What I learned

  • VGGNet is a neural network that performed very well (first place on the image localization task and second place on the image classification task) in the ImageNet Large Scale Visual Recognition Challenge (ILSVRC) in 2014.
  • (2014~) CNN Architecture becomes to make deeper network.
  • Top Two teams, GoogLeNet team from Google and VGGNet team from Oxford Univ.
    • The GooLeNet team designed complex but multifunctional modules called Inception and determined the entire CNN structure by stacking them.
    • The VGGNet has a relatively easy and intuitive structure that appropriately adjusts the cumulative number of primary kernels to the desired filter size based on a very simple 3x3 convolution kernel.
  • Factorizing Convolution
    • Factorization
      • By factorizing a large filter-sized convolution kernel, create a deep network consisting of several stages of small kernel
        • which can reduce the number of free parameters and deepen the network than the original kernel.

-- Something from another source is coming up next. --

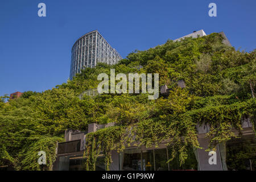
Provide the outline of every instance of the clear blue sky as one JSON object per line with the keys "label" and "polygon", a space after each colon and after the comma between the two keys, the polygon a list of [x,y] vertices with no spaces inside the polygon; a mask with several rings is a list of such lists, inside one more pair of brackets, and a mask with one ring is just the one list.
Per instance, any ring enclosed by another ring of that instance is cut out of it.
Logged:
{"label": "clear blue sky", "polygon": [[[46,5],[46,17],[38,5]],[[208,5],[217,5],[217,17]],[[255,48],[256,1],[1,0],[0,96],[42,92],[67,81],[71,48],[98,30],[125,57],[203,29],[224,31],[236,49]]]}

      • 5x5 convolution (25 parameters) can be factorized into 2 layers of 3x3 convolution (9+9 parameters) as below Factorization
      • 7x7 convolution (49 parameters) can be factorized into 3 layers of 3x3 convolution (9+9+9 parameters).
      • 9x9 convolution (81 parameters) can be factorized into 4 layers of 3x3 convolution (9+9+9+9 parameters).
      • 11x11 convolution (121 parameters) can be factorized into 5 layers of 3x3 convolution (9+9+9+9+9 parameters).
      • Since the size of the feature-map decreases after the convolution operation is performed, it is essential to keep the feature-map size the same after the convolution operation through padding.